Authors: La Brocca U et al.
Cureus 17(12): e98563, December 6, 2025
This case report describes a 78-year-old woman with severe acute respiratory distress syndrome (ARDS) due to a mixed etiology: chronic amiodarone pulmonary toxicity (APT) superimposed on Haemophilus influenzae pneumonia. Despite reaching a PaO2/FiO2 nadir of 58—meeting criteria for severe ARDS—she was successfully managed without intubation through high-flow nasal cannula (HFNC), high-dose corticosteroids, and a strategy of permissive hypoxemia.
The patient had been on long-term amiodarone (200 mg, five days/week for approximately 10 years), creating substantial cumulative exposure. She presented with dyspnea, bilateral infiltrates on chest X-ray, leukocytosis, elevated CRP, and a bronchoalveolar lavage positive for H. influenzae. Targeted ceftriaxone and standard dexamethasone were initiated.
Despite appropriate antibiotics, hypoxemia worsened. Re-evaluation of imaging—particularly comparison with a CT from 20 months earlier—revealed chronic basal ground-glass and reticular abnormalities consistent with underlying drug-induced pulmonary toxicity. The team escalated steroids to prednisone 160 mg/day, suspecting an acute inflammatory exacerbation of APT triggered by infection.
On day three, the patient’s PaO2/FiO2 fell to 58 while on HFNC at 60 L/min and FiO2 1.0. Oxygen saturation hovered around 85%, yet she remained alert, oriented, hemodynamically stable, and without signs of respiratory muscle fatigue. Although her ROX index strongly predicted HFNC failure, clinicians opted to delay intubation to avoid ventilator-associated pneumonia and other complications—especially given her high-dose steroid exposure.
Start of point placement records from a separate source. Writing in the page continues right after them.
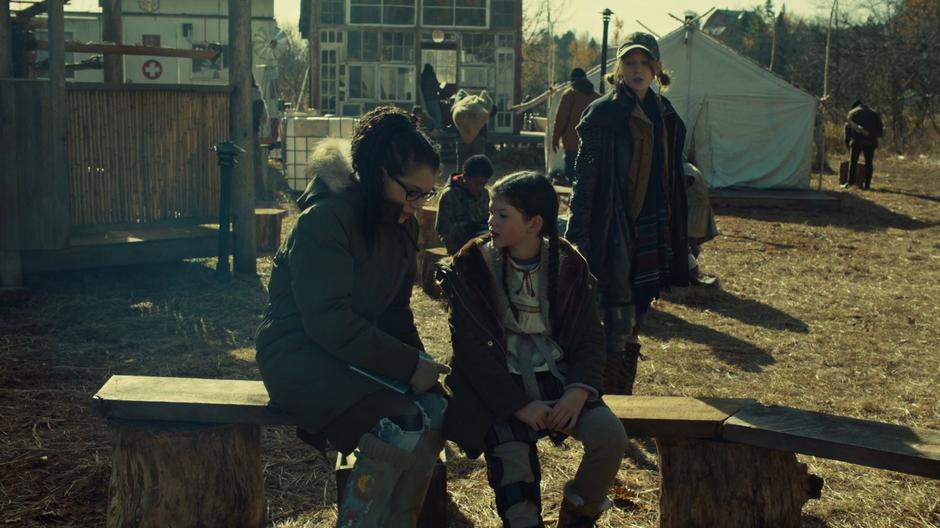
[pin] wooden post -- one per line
(111, 31)
(6, 40)
(240, 123)
(57, 221)
(712, 483)
(11, 266)
(175, 474)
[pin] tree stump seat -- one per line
(187, 453)
(715, 453)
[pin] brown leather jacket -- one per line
(483, 391)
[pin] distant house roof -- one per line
(723, 19)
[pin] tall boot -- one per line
(575, 514)
(411, 489)
(620, 370)
(371, 483)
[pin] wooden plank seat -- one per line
(176, 439)
(712, 452)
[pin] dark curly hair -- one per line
(387, 138)
(533, 194)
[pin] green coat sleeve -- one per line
(398, 319)
(587, 358)
(322, 267)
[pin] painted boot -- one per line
(372, 482)
(410, 491)
(575, 514)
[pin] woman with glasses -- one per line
(338, 349)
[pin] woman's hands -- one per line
(426, 374)
(534, 414)
(565, 411)
(560, 415)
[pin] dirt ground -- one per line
(829, 311)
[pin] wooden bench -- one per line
(176, 439)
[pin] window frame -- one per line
(454, 9)
(381, 21)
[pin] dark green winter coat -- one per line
(336, 301)
(482, 389)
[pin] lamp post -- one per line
(606, 16)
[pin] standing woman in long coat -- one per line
(339, 318)
(629, 207)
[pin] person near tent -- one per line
(573, 103)
(863, 127)
(430, 92)
(628, 207)
(529, 357)
(702, 227)
(337, 347)
(464, 206)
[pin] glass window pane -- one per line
(365, 15)
(470, 17)
(503, 14)
(354, 45)
(436, 16)
(370, 45)
(399, 15)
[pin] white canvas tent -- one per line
(747, 127)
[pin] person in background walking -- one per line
(464, 206)
(863, 127)
(629, 206)
(572, 105)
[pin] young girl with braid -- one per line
(529, 356)
(338, 336)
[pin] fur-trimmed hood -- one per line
(329, 170)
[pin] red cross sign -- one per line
(152, 69)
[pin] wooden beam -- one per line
(123, 49)
(56, 210)
(240, 123)
(111, 31)
(151, 398)
(6, 40)
(674, 416)
(863, 442)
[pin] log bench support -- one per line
(166, 473)
(714, 483)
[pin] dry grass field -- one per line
(831, 311)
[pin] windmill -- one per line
(268, 44)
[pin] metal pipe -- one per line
(606, 17)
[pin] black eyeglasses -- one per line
(415, 194)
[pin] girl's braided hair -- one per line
(533, 194)
(387, 138)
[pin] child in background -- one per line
(464, 204)
(529, 357)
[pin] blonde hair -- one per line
(614, 78)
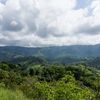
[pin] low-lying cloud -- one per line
(49, 22)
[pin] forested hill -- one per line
(55, 52)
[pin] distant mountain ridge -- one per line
(54, 52)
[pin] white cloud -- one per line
(48, 22)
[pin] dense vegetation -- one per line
(43, 81)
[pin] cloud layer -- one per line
(49, 22)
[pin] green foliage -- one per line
(49, 82)
(6, 94)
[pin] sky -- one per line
(35, 23)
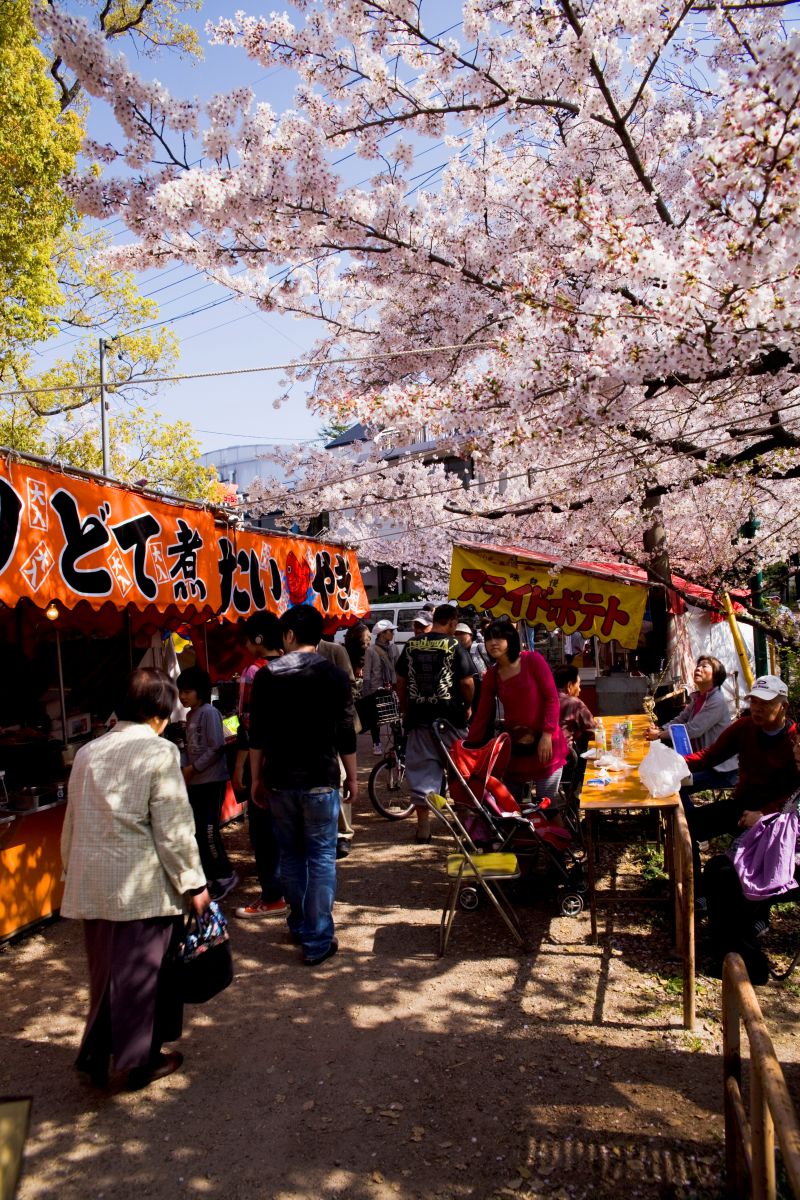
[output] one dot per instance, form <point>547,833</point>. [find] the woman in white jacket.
<point>705,717</point>
<point>132,870</point>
Clinical improvement began by day five. Inflammatory markers declined, and follow-up CT on day 10 showed dramatic radiologic clearance of consolidations, unmasking an underlying interstitial pattern consistent with steroid-responsive APT. She was weaned off HFNC and discharged from the ICU without ever requiring invasive mechanical ventilation.
The authors emphasize several important themes:
• Amiodarone pulmonary toxicity can mimic or coexist with pneumonia, creating diagnostic ambiguity.
• Historical imaging comparison was pivotal in recognizing the mixed etiology.
• Severe hypoxemia (P/F < 60) does not mandate intubation if the patient remains clinically stable and the cause is rapidly reversible.
• “Treating the patient rather than the numbers” may be appropriate in carefully selected, closely monitored patients.
They caution, however, that permissive hypoxemia should not be generalized. Delayed intubation in non-reversible ARDS phenotypes is associated with increased mortality. Strict monitoring for neurological status, hemodynamics, and respiratory fatigue is essential.
Key Points
• Long-term amiodarone users with bilateral infiltrates should be evaluated for APT—even when infection is documented.
• Severe ARDS (P/F 58) was managed successfully with HFNC and high-dose prednisone.
• Permissive hypoxemia may be reasonable in hemodynamically stable patients with preserved mental status and reversible inflammatory pathology.
• Review of prior imaging can fundamentally alter management decisions.
• Noninvasive strategies must be individualized; delayed intubation can be harmful in other ARDS phenotypes.
This case challenges rigid oxygenation thresholds for intubation and highlights nuanced ICU decision-making in mixed inflammatory lung injury.